- Batang Town Location in Hunan
- Coordinates: 28°08′49″N 112°28′22″E﻿ / ﻿28.14694°N 112.47278°E
- Country: People's Republic of China
- Province: Hunan
- Prefecture-level city: Changsha
- County-level city: Ningxiang

Area
- • Total: 163.7 km^{2} (63.2 sq mi)

Population (2015)
- • Total: 70,000
- • Density: 430/km^{2} (1,100/sq mi)
- Time zone: UTC+08:00 (China Standard)
- Postal code: 410618
- Area code: 0731
- Website: www.nxcity.gov.cn/btz/

Chinese name
- Traditional Chinese: 壩塘鎮
- Simplified Chinese: 坝塘镇

Standard Mandarin
- Hanyu Pinyin: Bàtáng Zhèn

= Batang, Ningxiang =

Batang (坝塘镇) is a rural town in Ningxiang City, Hunan Province, China. It is surrounded by Zifu on the west, Huilongpu Town and Baimaqiao Subdistrict on the north, Xiaduopu Town on the east, and Huaminglou Town on the south. As of the 2007 census it had a population of 70,000 and an area of 163.7 km2. Nantianping township merged to Batang town on November 19, 2015.

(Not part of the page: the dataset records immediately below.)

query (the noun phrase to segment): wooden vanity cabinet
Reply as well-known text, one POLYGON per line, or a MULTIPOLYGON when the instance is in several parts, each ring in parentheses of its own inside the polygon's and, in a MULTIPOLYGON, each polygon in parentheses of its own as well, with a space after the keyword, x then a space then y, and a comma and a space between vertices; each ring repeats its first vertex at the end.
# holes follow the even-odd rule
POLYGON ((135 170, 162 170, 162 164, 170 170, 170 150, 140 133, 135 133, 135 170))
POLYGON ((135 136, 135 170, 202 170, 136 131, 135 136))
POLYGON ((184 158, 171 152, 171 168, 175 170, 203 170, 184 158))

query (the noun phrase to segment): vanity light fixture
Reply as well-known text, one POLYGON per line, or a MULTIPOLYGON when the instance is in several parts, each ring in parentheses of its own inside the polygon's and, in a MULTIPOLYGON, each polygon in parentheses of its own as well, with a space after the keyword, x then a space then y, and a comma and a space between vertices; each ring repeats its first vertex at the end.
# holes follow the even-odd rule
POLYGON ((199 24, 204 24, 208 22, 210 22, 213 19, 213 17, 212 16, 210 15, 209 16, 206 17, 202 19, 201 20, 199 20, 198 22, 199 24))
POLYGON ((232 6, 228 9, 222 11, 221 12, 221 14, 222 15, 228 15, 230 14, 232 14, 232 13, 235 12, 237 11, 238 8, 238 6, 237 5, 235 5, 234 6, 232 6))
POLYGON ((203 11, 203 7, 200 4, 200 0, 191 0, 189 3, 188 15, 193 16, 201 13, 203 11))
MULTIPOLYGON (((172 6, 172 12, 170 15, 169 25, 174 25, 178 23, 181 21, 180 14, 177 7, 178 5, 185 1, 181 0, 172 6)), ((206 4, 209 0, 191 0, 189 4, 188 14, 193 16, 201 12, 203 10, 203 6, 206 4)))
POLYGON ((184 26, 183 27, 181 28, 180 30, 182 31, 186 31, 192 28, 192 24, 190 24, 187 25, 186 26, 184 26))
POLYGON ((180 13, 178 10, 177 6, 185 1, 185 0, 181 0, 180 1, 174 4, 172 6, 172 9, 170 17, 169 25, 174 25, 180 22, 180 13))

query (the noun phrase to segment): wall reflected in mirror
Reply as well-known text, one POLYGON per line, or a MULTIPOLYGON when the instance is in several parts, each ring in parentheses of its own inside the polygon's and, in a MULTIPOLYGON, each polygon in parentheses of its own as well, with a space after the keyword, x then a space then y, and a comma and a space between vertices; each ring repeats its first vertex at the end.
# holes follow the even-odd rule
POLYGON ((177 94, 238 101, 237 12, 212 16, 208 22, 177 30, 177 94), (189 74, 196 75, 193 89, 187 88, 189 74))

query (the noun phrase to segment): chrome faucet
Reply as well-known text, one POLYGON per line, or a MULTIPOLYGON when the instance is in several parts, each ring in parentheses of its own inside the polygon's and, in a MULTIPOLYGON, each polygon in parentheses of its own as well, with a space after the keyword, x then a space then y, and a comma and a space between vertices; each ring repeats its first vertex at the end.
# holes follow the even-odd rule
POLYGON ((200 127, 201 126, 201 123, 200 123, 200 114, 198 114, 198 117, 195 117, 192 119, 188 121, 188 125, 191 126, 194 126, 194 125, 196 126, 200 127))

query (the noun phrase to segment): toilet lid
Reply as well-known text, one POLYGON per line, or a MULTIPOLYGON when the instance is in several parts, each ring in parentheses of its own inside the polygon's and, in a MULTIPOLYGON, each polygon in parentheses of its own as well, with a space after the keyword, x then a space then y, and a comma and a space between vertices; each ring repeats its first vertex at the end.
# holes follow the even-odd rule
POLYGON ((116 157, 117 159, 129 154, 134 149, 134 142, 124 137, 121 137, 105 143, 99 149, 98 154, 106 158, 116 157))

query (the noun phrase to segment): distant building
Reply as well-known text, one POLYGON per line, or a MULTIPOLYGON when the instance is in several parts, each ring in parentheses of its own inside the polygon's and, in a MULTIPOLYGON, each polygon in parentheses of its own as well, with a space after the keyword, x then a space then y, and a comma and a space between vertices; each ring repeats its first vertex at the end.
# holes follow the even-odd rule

==Administrative divisions==
The town is divided into 13 villages and one community:
- Batang Community (坝塘社区)
- Yanjiang (沿江村)
- Le'an (乐安村)
- Jinzhou (金洲村)
- Weiwu (沩乌村)
- Bao'an (保安村)
- Jinhe (金河村)
- Youmatian (油麻田村)
- Fanrong (繁荣村)
- Nantianping (南田坪村)
- Nanfentang (南芬塘村)
- Yangxitang (洋西塘村)
- Hengtianwan (横田湾村)
- Tingzhongxin (停钟新村)

==Geography==
The Wu River (乌江), a tributary of the Wei River known as "Mother River" and a tributary of the Xiang River, flows through the town.

The town has four reservoirs: Shiniu Reservoir (石牛水库 (Stone Cattle Reservoir)), Dongchong Reservoir (洞冲水库), Huaguang Reservoir (华光水库) and Wenjiachong Reservoir (文家冲水库).

==Economy==
The region abounds with manganese.

Peach, prunus mume and tobacco are important to the economy.

==Education==
There is one senior high school located with the town limits: Ningxiang Second Senior High School (宁乡二中).

==Culture==
Huaguxi is the most influential local theater.

==Transport==
The County Road X096 runs south to north through the town.

The County Road X093 travels southeast to Huaminglou Town, intersecting Provincial Highway S208.

==Attractions==
On 16 December 2011, local people discovered 128 bridges built during the reign of the Qianlong Emperor (r. 1735–1796).